Mas, como a bela deusa grega do inferno do prazer,

surges na noite para me enlouquecer de desejo!

Sentada nos degraus dessa escadaria pública,

és pura luxúria, és um desafio às minhas carnes...

Passo devagar... o meu olhar acaricia os teus cabelos,

beija o teu rosto, os teus lábios, os teus seios...

Espero os teus verdes olhos procurarem os meus,

e recebo um leve sorriso e um aceno de mão;

na vibração gelada que me percorre o corpo,

esqueço que estou ao volante do meu carro...

Imagino o teu corpo pulsando sobre o meu,

sinto o cheiro suave de teus cabelos loiros,

acaricio a macieza de tuas coxas sensuais,

e experimento a fruição de um gozo inefável!

Tu me olhas e me chamas... a ver se me decido;

sou só ansiedade, minhas mãos suam frio ao volante!

Mas não!

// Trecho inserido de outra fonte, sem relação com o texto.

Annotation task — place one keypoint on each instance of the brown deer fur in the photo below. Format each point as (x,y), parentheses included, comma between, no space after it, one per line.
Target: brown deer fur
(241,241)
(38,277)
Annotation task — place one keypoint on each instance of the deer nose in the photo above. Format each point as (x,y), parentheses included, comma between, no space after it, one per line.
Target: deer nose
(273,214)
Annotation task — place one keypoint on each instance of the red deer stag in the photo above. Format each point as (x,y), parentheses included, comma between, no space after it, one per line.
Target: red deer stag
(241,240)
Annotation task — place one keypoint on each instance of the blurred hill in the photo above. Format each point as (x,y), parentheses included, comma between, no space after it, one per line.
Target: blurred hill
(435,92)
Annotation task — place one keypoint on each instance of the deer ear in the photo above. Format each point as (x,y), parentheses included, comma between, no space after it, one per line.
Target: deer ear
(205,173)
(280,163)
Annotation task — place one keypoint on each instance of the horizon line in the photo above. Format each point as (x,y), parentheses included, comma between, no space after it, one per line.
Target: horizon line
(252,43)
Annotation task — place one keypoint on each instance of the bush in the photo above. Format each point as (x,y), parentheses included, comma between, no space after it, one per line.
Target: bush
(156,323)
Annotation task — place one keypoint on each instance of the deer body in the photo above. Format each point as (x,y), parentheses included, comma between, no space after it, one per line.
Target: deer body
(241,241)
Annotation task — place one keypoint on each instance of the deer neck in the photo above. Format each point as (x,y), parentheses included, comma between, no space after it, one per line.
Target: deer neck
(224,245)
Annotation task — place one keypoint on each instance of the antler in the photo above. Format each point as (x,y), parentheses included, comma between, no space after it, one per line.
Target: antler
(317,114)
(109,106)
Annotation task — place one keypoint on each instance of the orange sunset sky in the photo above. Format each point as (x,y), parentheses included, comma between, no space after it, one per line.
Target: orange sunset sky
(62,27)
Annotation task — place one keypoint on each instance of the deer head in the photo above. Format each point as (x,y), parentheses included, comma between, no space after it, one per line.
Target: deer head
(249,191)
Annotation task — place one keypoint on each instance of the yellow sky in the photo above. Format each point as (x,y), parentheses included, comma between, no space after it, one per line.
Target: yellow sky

Que não a quero assim — quero-a toda,

só para mim, no sem-fim de milhares de instantes!

O trânsito aperta; luzes piscam atrás de mim;

acelero o meu carro, e sigo em frente... só!

E tu, a bela deusa grega que me enlouquece,

não voltarás ainda para a lua — outro te quer...

Ao longe, os cães ladram para o ermo de mim,

e a noite fria estende-se sobre o meu silêncio...

Eu queria não estar só em meu mundo,

e não ter a lucidez como cruel inimiga!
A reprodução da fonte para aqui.